Description of problem:
I run a program on one virtual machine which generates gazillions of
SIGTRAPs by using the DBn debug registers to do address traps.
I run a completely separate virtual machine on the same host, and random
processes on that 2nd virtual machine get SIGTRAPs as though either the
traps are being delivered to the wrong process, or the contents of the
debug registers are leaking across virtual machines and causing traps
in the wrong process.
Version-Release number of selected component (if applicable):
Somewhat random, but with the program I'll attach to generate vast
numbers of address traps, it does seem to eventually happen every time.
Steps to Reproduce:
1. boot one VM, unpack watchme.tar.gz, run make
2. boot another VM
3. watch random processes complain about traps during boot
leakage across virtual machine
no leakage across virtual machines
I only see this behavior on my opteron based host system. I have another
host running xeon chips where the sigtraps have never appeared.

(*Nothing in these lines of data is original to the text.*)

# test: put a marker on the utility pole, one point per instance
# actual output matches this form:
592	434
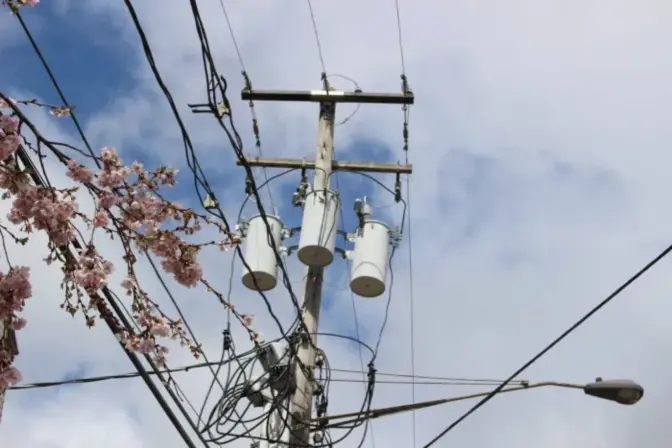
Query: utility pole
320	212
301	410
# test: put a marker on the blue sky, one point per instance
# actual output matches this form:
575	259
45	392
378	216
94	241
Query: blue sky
540	147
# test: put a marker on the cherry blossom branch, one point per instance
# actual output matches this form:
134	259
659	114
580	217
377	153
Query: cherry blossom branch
128	205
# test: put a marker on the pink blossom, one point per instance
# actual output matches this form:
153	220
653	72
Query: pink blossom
18	323
93	270
107	200
5	104
101	219
113	177
78	172
145	346
127	284
10	377
9	144
15	289
9	124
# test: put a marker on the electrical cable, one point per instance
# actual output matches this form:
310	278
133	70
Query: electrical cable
354	307
109	319
555	342
317	36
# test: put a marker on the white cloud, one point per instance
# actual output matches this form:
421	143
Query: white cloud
539	142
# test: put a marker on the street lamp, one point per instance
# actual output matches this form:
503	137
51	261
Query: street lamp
621	391
625	392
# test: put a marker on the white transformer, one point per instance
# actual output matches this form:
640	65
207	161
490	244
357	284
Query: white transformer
319	228
370	259
260	255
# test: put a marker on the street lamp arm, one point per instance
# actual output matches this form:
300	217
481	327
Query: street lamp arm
375	413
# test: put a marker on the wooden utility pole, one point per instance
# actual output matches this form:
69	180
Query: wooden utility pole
323	165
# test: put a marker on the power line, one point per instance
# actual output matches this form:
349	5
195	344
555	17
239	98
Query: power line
567	332
317	36
109	319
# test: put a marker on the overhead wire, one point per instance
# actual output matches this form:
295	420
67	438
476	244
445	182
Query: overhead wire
354	311
109	319
555	342
317	36
106	292
255	120
406	111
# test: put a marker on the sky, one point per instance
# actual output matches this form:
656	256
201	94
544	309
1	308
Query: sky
539	142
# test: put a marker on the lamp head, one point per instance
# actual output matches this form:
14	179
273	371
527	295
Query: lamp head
621	391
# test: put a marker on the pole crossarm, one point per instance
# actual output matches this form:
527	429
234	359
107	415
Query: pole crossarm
375	413
371	167
331	96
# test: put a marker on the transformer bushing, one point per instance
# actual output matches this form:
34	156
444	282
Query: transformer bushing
260	254
370	258
319	228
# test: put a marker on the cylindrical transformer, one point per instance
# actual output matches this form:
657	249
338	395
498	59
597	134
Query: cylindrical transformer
319	228
369	259
260	254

This may also be a vary very old problem. I was using an ancient version
of xen to host my virtual machines on the same hardware previously, and
was getting the spurious SIGTRAP problems then as well (which is one the
the motives I had to upgrade to shiny new KVM and fedora 12).
I'd also point out this could be considered a nasty security problem with
one user on one virtual machine being able to disrupt other virtual
machines at random.
Created attachment 384628 [details]
gzipped tar archive with test program to generate address traps
This program consists of a custom "debugger" (watcher) which debugs the
watchme program, using the debug registers to generate zillions of
address traps in multiple threads.
Created attachment 384630 [details]
normal boot on 2nd virtual machine
Here is a screenshot of the virtual machine booting normally. This was the
very first virtual machine booted after a reboot of the host.
Created attachment 384631 [details]
screenshot of another boot showing sigtrap disruption
In this screen shot, another virtual machine is running the test program, and
you can see the sigtrap abort being reported during this boot of the same
vm that had no problem booting before the test program was started.
Created attachment 384633 [details]
sles10i virtual machine xml definition
The sles10i virtual machine was the one I built and ran the test program
on where the debug registers were modified and the address traps generated.
My impression is that the specific virtual machines don't really make any
difference, but I include this for a complete description of the problem.
Created attachment 384635 [details]
the 2nd virtual machine sles10x xml definition
This is the sles10x virtual machine which the screen shots were from. Booting
this machine worked before I ran the test over on sles10i, and failed after
I shut it down, started the test over on sles10i, and tried booting it again.
The kvm host is an 8 core opteron with 8 gig of memory, smolt profile:
>I run a program on one virtual machine which generates gazillions of
>SIGTRAPs by using the DBn debug registers to do address traps.
I meant to say the DRn registers, not DBn.
More data (but I don't know what it means):
I've been trying to use the test program to trigger this bug on my home
system (a 4 core single chip intel box), and I have not yet seen it
The intel system at work, however, has exhibited this symptom by having
a kernel build fail with the compiler aborting due to a SIGTRAP, but I
haven't explicitly run my test program to see it trigger the failure on
an intel box.
The two systems I have now seen show this symptom are both dual socket
motherboards with two 4 core chips (opterons in one, xeon in the other),
so perhaps something about multiple cpu chips makes this more likely.
Here's the smolt profile for the dual cpu intel box:
(It is running a somewhat old fedora 11).
I have just installed fedora 13 (and grabbed all updates) on the host machine
described in the original bug. I then ran the exact same test with the
exact same test program and virtual machines hosted on the new fedora 13
host kernel, and I am happy to say that after multiple reboots of the sles10x
virtual machine while sels10i was running my test program, I did not see
a single spurious SIGTRAP interfere with the sles10x virtual machine.
It will be a while before I have lots of results from running my testbeds
continuously, but it certainly looks like this problem may be fixed in the
latest KVM code. Rpms currently on system for this test are:
Right, the fix for this went into the upstream kernel and should be available in an update for the F-12 kernel.